Auf die Revision der Klägerin wird das Urteil des 24. Zivilsenats des Kammergerichts vom 25. April 2012 - 24 U 173/10 - unter Zurückweisung des weitergehenden Rechtsmittels im Kostenpunkt und insoweit aufgehoben, als die Klage hinsichtlich der Anträge, die Abrechnungen für das Kalenderjahr 2006 zum 1. April 2007 vorzunehmen (Klageantrag zu 4), die Wertungszuschläge für das Kalenderjahr 2006 auszuschütten (Klageantrag zu 5) und vorgerichtliche Anwaltskosten zu erstatten (Klageantrag zu 3) abgewiesen worden ist.

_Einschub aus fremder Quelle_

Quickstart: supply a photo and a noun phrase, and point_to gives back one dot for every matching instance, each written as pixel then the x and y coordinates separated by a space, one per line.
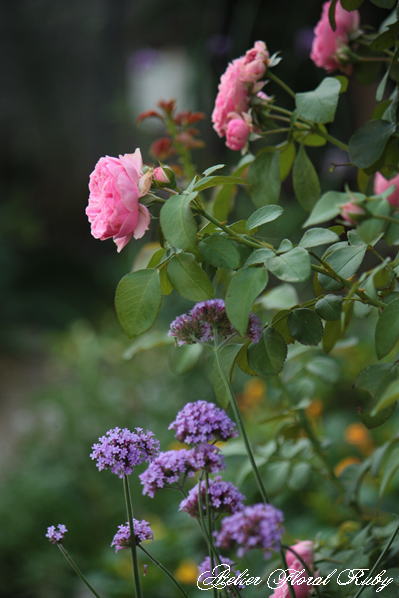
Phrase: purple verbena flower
pixel 201 422
pixel 223 497
pixel 208 457
pixel 122 538
pixel 167 469
pixel 56 533
pixel 120 450
pixel 220 565
pixel 208 321
pixel 257 526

Im Umfang der Aufhebung wird die Sache zur neuen Verhandlung und Entscheidung, auch über die Kosten der Revision, an das Berufungsgericht zurückverwiesen.

Von Rechts wegen

Normenkette:

GEMA A-VPA 2006 Abschn. 4 Nr. 4 Abs. 5 S. 1-2;

Tatbestand

Die Beklagte ist die Gesellschaft für musikalische Aufführungs- und mechanische Vervielfältigungsrechte (GEMA). Sie nimmt die ihr von Komponisten, Textdichtern und Musikverlegern aufgrund von Berechtigungsverträgen eingeräumten urheberrechtlichen Nutzungsrechte an Musikwerken wahr und verteilt die Einnahmen aus der Verwertung der ihr eingeräumten Rechte auf der Grundlage von Verteilungsplänen an die Berechtigten. Die Verteilungspläne werden von der Mitgliederversammlung der Beklagten beschlossen und bilden nach § 6 Buchst. a des Berechtigungsvertrages auch mit künftigen Änderungen dessen Bestandteil.

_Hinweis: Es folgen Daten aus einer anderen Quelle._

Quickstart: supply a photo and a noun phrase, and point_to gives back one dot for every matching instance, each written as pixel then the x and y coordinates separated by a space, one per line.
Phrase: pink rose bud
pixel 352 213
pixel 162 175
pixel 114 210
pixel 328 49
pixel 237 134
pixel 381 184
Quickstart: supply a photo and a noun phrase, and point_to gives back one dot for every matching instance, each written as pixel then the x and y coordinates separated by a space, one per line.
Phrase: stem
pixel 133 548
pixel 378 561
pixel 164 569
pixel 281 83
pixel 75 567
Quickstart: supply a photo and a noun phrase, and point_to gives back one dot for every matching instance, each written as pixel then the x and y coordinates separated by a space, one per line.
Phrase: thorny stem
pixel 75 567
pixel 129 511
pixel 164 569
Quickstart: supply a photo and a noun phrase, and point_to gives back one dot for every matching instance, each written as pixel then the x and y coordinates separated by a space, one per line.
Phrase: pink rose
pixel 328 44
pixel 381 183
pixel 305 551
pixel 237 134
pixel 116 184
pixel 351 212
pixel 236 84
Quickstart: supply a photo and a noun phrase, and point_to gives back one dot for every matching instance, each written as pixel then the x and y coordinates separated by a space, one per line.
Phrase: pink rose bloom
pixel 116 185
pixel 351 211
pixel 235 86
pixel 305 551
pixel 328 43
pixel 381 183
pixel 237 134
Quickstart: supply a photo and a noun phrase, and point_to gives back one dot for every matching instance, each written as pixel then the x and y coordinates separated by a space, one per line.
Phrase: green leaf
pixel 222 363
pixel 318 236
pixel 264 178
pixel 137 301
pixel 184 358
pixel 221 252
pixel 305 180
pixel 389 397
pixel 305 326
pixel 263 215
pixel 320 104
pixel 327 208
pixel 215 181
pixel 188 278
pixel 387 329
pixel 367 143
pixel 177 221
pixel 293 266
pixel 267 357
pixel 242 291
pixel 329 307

Die Klägerin betreibt als Einzelkauffrau einen Musikverlag. Sie hat unter der Firmierung ihres Verlags mit der Beklagten im Jahr 2006 einen Berechtigungsvertrag geschlossen und der Beklagten darin die Nutzungsrechte an den von ihr verlegten Musikwerken zur Auswertung eingeräumt.

Die J. Konzertdirektion, deren Inhaberin gleichfalls die Klägerin ist, hat bei der Beklagten für das Geschäftsjahr 2006 insgesamt 130 Musikfolgen (Programme) von in Hotels und anderen Restaurationsbetrieben als Hintergrundmusik aufgeführter Klaviermusik zur Verrechnung eingereicht. Jedes dieser Programme enthält auch Klavierstücke, die im Musikverlag der Klägerin erschienen sind.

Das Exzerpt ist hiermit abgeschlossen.